Of course we should think about all of this but I worry that gubmint thinks they are masters of new technology, they can't even master the simple math.
JR
This strikes me as trial ballon or worse a negotiation initially asking for something totally cra cra so they can fall back and settle for something less crazy. The headlines are claiming that will make heaters cheaper and save consumer money. In the long term hot water heaters are maybe 25% of residential energy use, heat pump heaters are 30% more efficient than simple electric. So savings of 1/3 of a 1/4, but of a huge number. Of course the white elephant in the room is the initial cost for all this. Payback for me is unlikely in my lifetime.

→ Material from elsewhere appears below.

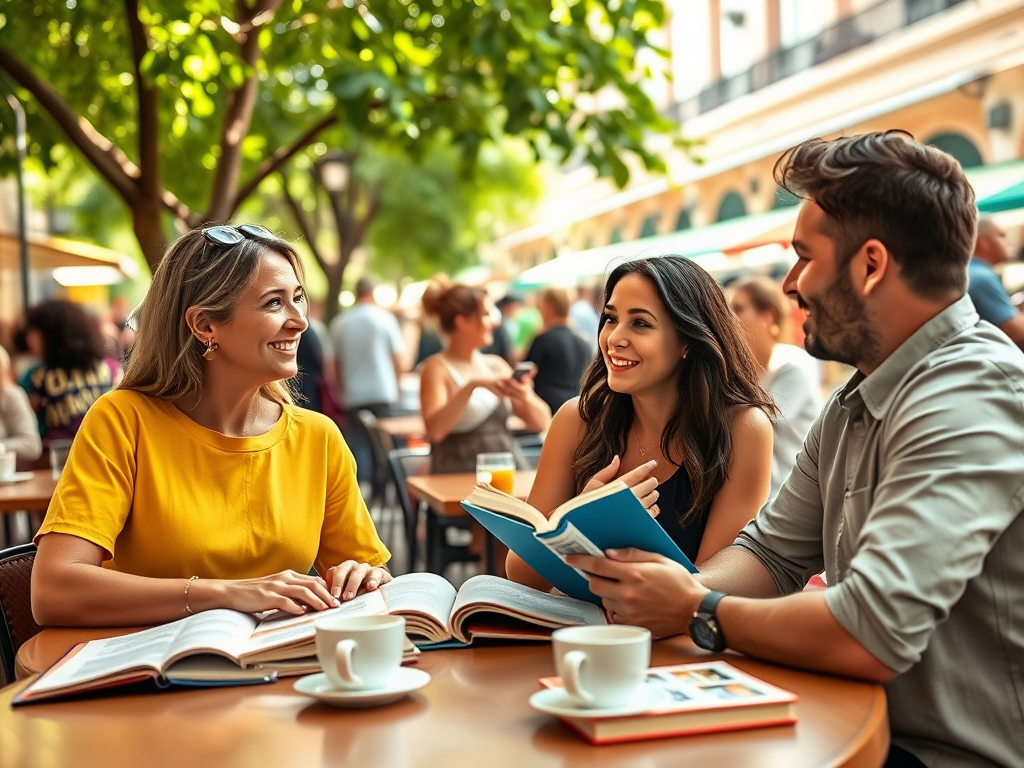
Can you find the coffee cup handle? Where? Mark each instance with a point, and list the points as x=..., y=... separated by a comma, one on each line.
x=571, y=663
x=343, y=662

They talk about condenser technology for gas hot water heaters and I am unsure what they are even talking about. Perhaps carbon capture from exhaust?
===
A few years ago while I was shopping a new clothes dryer I checked out heat pump technology... Today I see heat pump clothes dryers for $1k. Maybe 2x conventional technology. I asked my local appliance repair guy what his experience was fixing them and he said he hasn't seen many (any?) here in nowhere MS. The good news is that my old school (electric ) dryer is still working so I am not going to replace it until it fails.
===
An old personal musing of mine was to integrate a kitchen hot water source coming from the refrigerator's waste heat, of course not very practical.
Of course we should think about all of this but I worry that gubmint thinks they are masters of new technology, they can't even master the simple math.